The second reason is cultural: the refugees come from the Middle East and have very different lifestyles, sets of beliefs and backgrounds. Migrants and refugees who have settled in Europe in the past have formed their own neighborhoods where they speak their own language and continue living in the way they have been accustomed to. This lack of assimilation or integration is already causing tension and leading to a rise in racist attacks. Adding to this group will only make matters worse; after all, there is no reason to assume that the new arrivals will act any differently. The reaction that is already taking place in society will grow leading to conflict and more intractable problems. In short, accepting large numbers of refugees would be a social and cultural disaster. Yet not helping these people is not an option either.

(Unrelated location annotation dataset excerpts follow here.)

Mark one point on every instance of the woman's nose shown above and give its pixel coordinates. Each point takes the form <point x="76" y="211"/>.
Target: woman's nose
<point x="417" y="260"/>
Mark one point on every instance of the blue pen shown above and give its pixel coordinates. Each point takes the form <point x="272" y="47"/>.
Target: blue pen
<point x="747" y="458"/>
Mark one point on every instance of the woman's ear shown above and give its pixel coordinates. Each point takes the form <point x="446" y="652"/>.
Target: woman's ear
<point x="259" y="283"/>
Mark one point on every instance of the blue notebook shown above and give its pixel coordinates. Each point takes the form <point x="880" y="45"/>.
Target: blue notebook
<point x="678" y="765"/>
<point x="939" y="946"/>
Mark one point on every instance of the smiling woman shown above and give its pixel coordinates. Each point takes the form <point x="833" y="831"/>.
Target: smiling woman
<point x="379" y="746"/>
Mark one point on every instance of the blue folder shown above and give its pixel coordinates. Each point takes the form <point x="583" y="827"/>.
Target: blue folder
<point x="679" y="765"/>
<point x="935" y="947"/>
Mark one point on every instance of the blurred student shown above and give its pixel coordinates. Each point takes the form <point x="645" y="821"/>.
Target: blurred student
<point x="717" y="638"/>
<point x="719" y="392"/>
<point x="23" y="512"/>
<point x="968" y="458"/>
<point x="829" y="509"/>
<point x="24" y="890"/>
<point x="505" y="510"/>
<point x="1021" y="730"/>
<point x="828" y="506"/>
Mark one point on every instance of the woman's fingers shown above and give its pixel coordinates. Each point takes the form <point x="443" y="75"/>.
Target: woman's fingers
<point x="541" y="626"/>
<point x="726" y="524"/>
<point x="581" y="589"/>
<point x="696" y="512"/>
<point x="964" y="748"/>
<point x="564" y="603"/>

The solution to the problem need not be “accept them or send them back”; there is a compromise that can be considered: the refugees should be settled in neighboring countries, closer to home, and it should be made clear to them that the situation is temporary. Turkey and Jordan have already accepted refugees; so has Lebanon; these countries could be provided with funds and expert advice to support the refugees. Temporary refugee camps could be set up with all the basic facilities and amenities to enable refugees to live as normal a life as possible and charities and the UN could be involved in running the camps. In the meantime, every effort should be made to find a political solution to the problem and end the conflict. Once this is done, the rebuilding of the devastated cities and shattered lives can begin in earnest.

All in all, the refugees should be helped closer to home to avoid long term social, cultural and economic problems. The first world countries should commit to providing any assistance necessary and should be in it for the long haul. A concerted effort should be made to end the suffering of the refugees without creating additional problems.